Might get one to try its, the mrs is obsessed with Venice and apparently had some made this way there and loved it


----------



## coffeechap (Apr 5, 2012)

provided you grind the coffee just slightly coarser than for espresso and just mound the coffee in the basket before tightening down the top, you can make wonderful coffee in a stove top moka


----------



## Kyle548 (Jan 24, 2013)

I have a 4 cup stainless steel one for sale if you're interested.


----------



## whinmoor85 (Jul 4, 2013)

Somnophore said:


> Might get one to try its, the mrs is obsessed with Venice and apparently had some made this way there and loved it


They're simple to use and maintain, I've got the '6 cup' model and really it holds enough water to make one decent sized cup of coffee.


----------



## Gangstarrrrr (Mar 4, 2013)

Kyle548 said:


> I have a 4 cup stainless steel one for sale if you're interested.

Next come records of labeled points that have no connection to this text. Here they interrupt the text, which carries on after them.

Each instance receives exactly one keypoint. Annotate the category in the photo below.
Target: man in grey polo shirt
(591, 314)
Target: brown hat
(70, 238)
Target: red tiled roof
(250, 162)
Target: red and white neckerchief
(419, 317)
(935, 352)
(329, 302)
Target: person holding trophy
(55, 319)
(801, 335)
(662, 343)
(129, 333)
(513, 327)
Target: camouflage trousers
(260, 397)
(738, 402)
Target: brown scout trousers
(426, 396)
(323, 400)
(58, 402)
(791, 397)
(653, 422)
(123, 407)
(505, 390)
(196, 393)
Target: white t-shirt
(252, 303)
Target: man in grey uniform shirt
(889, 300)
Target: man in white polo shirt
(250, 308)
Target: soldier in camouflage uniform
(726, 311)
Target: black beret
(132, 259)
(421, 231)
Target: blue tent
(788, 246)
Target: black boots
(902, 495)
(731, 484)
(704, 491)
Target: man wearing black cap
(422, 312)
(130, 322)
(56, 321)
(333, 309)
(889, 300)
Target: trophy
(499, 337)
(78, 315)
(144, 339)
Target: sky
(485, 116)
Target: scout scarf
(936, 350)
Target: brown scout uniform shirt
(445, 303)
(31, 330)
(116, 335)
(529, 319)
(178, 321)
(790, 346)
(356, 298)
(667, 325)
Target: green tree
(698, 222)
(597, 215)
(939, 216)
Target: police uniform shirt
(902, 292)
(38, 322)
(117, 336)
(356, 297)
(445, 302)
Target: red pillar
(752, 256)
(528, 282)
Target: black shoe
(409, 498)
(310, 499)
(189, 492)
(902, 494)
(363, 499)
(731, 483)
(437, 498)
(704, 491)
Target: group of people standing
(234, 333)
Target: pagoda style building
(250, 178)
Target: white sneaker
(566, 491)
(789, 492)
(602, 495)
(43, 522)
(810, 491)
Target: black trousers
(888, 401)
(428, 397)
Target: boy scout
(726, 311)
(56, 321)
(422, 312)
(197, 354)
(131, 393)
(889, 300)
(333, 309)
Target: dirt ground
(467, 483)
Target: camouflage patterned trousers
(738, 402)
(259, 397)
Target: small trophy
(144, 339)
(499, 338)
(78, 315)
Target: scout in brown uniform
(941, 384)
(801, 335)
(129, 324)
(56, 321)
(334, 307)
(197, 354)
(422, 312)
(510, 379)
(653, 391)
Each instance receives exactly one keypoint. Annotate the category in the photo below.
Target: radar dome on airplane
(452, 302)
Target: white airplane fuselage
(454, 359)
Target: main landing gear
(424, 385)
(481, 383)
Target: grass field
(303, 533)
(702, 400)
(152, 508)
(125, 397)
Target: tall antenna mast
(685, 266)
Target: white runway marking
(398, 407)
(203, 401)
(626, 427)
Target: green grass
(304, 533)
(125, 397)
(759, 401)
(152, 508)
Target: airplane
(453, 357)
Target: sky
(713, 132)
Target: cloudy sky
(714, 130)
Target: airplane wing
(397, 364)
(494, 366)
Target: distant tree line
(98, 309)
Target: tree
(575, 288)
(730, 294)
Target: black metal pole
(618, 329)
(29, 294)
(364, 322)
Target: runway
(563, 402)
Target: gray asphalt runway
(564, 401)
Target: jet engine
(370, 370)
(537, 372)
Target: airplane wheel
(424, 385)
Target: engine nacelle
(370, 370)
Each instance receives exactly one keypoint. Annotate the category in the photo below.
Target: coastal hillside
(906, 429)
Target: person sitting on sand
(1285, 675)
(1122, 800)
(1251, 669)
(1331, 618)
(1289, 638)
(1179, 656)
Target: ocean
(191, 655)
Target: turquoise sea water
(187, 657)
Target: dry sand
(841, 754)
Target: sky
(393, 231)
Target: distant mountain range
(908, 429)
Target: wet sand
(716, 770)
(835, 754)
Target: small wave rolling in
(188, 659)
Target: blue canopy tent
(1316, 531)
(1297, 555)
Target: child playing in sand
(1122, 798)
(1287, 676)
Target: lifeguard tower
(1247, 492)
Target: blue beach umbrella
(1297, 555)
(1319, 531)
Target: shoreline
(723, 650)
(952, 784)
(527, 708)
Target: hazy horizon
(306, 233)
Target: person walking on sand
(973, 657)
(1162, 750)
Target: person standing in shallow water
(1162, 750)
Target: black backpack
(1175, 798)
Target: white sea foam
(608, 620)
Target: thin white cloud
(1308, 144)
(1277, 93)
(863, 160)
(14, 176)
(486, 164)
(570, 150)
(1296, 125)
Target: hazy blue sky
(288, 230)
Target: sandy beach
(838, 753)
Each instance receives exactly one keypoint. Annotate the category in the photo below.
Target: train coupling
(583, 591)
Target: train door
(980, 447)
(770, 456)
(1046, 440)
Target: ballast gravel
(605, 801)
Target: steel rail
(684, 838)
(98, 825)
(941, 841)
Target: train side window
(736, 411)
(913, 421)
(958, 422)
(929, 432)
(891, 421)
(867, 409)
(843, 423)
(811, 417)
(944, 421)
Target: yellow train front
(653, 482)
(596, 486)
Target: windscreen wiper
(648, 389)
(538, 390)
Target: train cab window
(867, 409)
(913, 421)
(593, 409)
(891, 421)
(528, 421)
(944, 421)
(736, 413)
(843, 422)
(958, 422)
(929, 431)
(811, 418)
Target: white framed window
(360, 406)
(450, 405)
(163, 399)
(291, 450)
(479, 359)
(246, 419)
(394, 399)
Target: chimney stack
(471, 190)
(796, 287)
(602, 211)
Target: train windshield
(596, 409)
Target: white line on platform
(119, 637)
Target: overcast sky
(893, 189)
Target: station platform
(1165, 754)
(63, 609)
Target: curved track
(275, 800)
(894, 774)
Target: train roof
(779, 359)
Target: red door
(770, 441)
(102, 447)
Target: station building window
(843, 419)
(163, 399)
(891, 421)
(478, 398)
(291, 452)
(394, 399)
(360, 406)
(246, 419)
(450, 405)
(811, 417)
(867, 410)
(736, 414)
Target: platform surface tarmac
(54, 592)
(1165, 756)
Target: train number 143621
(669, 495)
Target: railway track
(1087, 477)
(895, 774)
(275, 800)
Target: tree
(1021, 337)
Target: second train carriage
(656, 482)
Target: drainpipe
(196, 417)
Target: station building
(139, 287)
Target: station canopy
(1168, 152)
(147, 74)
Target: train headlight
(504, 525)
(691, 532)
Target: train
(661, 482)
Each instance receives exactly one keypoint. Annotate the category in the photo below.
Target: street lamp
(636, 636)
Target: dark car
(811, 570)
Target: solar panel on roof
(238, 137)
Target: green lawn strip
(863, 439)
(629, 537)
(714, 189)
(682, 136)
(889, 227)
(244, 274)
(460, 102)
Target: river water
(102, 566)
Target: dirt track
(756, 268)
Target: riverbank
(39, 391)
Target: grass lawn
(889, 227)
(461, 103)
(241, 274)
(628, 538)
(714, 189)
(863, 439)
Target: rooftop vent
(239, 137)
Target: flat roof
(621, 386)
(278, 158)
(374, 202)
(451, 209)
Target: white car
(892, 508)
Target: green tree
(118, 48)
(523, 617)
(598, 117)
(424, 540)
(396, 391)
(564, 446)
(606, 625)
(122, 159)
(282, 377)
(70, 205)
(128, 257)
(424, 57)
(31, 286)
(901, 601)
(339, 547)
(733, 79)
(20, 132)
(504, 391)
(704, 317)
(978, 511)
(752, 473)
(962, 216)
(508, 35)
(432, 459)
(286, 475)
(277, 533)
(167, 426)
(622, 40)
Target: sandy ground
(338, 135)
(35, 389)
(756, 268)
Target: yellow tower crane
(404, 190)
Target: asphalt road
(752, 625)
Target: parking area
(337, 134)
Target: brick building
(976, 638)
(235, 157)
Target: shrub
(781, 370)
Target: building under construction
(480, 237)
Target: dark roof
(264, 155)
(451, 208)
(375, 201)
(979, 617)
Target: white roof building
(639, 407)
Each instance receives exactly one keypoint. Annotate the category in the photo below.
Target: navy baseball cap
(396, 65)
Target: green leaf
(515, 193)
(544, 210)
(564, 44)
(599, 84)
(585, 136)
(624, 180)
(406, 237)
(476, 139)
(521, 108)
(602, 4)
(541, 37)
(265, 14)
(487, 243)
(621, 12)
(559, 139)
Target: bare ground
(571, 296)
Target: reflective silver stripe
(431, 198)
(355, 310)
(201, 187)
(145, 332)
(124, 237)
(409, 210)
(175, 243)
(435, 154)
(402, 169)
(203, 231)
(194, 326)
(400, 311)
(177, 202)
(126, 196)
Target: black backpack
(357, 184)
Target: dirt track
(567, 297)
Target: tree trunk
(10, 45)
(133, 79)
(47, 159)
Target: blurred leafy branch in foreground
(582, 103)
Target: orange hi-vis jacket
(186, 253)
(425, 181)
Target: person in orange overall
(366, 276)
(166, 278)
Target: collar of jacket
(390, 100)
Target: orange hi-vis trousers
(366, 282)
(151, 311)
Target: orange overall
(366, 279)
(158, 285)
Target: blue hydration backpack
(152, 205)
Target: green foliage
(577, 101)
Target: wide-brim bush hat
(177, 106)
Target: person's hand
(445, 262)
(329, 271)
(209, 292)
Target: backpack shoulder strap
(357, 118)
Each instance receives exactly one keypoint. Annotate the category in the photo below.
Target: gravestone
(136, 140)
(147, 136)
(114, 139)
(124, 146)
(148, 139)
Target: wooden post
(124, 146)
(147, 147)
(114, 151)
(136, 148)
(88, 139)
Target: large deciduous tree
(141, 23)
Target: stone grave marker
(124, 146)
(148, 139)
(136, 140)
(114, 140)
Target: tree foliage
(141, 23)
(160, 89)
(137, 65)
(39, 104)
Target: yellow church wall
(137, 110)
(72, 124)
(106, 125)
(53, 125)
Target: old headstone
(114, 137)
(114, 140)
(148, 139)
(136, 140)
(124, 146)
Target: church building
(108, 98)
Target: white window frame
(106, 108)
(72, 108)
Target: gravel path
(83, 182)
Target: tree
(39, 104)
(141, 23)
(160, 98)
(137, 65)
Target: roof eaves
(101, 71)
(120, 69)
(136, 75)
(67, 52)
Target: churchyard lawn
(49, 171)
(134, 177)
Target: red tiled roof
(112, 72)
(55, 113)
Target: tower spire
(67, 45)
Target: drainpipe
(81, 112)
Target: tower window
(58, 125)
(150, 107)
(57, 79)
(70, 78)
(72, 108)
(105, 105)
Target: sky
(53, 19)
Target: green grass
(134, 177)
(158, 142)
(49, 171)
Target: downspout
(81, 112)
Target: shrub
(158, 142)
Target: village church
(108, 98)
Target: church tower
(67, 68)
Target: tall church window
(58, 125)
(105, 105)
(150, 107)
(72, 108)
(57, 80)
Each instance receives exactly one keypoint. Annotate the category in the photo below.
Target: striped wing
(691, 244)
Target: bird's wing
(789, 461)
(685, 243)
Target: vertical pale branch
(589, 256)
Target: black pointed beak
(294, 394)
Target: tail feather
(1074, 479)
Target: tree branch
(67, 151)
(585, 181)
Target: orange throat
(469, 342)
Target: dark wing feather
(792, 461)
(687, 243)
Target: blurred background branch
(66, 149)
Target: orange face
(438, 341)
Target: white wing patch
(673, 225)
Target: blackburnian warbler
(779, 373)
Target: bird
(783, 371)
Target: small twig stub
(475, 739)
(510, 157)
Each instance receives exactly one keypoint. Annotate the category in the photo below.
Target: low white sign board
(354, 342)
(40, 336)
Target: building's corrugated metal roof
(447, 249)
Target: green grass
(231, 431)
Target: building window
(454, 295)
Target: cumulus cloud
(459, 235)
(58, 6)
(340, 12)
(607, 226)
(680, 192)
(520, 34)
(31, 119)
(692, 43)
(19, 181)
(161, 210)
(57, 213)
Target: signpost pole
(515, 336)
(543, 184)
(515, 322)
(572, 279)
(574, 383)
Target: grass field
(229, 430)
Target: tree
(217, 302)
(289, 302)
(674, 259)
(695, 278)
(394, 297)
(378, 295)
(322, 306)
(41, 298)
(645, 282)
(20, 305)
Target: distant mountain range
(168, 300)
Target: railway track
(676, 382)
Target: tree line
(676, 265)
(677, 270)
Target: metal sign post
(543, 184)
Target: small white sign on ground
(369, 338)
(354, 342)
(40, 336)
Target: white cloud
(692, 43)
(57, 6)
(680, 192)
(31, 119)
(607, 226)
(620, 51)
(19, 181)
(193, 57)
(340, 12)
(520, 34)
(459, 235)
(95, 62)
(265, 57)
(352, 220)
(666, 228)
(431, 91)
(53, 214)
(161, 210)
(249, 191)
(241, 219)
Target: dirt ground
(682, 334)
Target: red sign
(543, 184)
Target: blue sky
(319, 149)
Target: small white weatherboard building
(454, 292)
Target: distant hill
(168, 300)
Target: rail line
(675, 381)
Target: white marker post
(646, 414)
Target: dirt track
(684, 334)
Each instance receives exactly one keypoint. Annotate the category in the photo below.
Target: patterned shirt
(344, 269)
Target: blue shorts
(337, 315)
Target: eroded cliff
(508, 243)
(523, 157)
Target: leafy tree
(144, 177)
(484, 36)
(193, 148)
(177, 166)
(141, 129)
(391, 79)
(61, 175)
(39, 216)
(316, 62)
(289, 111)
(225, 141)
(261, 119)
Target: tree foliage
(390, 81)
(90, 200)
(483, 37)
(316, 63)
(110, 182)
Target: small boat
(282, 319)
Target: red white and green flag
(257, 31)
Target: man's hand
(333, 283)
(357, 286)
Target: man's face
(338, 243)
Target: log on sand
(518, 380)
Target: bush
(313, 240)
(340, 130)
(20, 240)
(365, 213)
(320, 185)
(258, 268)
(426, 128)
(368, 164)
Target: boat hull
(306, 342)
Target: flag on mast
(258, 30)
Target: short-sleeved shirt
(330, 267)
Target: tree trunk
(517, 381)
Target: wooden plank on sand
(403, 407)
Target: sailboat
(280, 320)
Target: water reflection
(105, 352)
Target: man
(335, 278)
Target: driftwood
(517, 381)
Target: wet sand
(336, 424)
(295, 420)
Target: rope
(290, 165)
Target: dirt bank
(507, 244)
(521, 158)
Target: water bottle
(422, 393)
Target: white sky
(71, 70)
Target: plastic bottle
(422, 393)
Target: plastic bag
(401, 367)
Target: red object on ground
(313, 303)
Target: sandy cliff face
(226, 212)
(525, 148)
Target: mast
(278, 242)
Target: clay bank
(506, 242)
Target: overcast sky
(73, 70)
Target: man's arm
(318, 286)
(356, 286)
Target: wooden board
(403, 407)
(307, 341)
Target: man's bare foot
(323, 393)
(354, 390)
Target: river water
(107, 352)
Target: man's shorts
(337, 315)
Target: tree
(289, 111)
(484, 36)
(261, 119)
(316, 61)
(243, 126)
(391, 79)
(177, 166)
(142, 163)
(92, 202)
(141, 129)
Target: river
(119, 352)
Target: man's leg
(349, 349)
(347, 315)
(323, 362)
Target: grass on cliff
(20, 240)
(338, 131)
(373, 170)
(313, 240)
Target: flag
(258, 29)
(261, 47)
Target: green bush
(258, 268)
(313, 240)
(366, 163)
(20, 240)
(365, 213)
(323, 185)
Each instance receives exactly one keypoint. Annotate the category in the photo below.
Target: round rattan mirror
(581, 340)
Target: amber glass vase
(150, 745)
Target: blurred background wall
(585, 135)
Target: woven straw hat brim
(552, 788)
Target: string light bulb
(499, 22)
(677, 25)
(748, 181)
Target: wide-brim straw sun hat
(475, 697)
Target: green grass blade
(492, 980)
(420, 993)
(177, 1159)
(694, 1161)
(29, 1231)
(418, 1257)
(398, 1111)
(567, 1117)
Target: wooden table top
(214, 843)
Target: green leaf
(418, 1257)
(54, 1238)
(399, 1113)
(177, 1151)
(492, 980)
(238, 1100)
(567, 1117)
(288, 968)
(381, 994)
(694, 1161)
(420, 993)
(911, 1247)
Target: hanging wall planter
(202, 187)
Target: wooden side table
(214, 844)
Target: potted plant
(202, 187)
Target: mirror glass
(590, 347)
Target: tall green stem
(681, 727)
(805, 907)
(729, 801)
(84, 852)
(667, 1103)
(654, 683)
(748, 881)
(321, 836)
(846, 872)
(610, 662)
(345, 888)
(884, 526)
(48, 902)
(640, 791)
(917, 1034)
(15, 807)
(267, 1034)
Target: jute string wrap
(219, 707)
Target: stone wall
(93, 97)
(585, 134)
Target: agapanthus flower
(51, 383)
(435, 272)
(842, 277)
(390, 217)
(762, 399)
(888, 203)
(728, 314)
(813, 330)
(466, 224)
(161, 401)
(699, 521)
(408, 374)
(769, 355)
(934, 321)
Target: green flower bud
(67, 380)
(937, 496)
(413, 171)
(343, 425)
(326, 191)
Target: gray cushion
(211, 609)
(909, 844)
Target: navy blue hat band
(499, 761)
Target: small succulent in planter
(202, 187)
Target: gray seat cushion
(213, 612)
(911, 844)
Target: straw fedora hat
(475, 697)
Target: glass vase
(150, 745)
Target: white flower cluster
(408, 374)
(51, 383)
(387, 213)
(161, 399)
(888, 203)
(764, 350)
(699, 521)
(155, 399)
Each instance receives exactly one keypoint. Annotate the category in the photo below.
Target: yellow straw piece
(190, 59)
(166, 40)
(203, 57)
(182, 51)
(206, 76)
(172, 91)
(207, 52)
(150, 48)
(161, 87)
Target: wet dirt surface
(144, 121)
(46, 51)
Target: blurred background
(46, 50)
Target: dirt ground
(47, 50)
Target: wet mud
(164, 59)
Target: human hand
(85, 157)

How much are you after? Make/model/condition?


----------



## Kyle548 (Jan 24, 2013)

Gangstarrrrr said:


> How much are you after? Make/model/condition?


Bialetti Kona 4 cup.

There are a few scratches on it and the bottom has some discolouration from the flames but its in a very good condition overall.

I'm after about 20£ because I'm trying to make up enough money to buy a Classic plus 58mm tamper and other, but offer me whatever you think is reasonable.


----------



## PaulN (Mar 10, 2011)

Just come back from a holiday and took my 3 shot Mocha Pot and little milk frother and had smashing cappuccinos every morning.

Perfect little thing and looks pretty on a gas stove


----------



## vintagecigarman (Aug 10, 2009)

Try researching the Bialetti Brikka. Very similar, and as easy to use, but makes much better coffee imho.


----------



## bubbajvegas (Jan 26, 2013)

+1 for the brikka,worth the extra definitely

Sent from my iPhone using Tapatalk 2


----------



## Big.Dave (Jul 12, 2013)

I use a 3 cup pot every morning currently using lavazza rosso at the moment works a treat.


----------



## chimpsinties (Jun 13, 2011)

Whatever you do don't buy one of those crappy aluminium ones. Get a stainless steal one. It'll cost you a bit more but you really wouldn't want to drink out of an aluminum one after a few months. They get so minging.

Sent from my HTC One X using Tapatalk 2


----------



## titan (Jul 29, 2013)

I have been using a 6 cup Bialetti stainless version on an induction hob it makes enough for a single cup of coffee. It is far too strong for me with a full basket so after experimenting about 1/3 full seems OK for me. For two cups I use a full basket and add water.


----------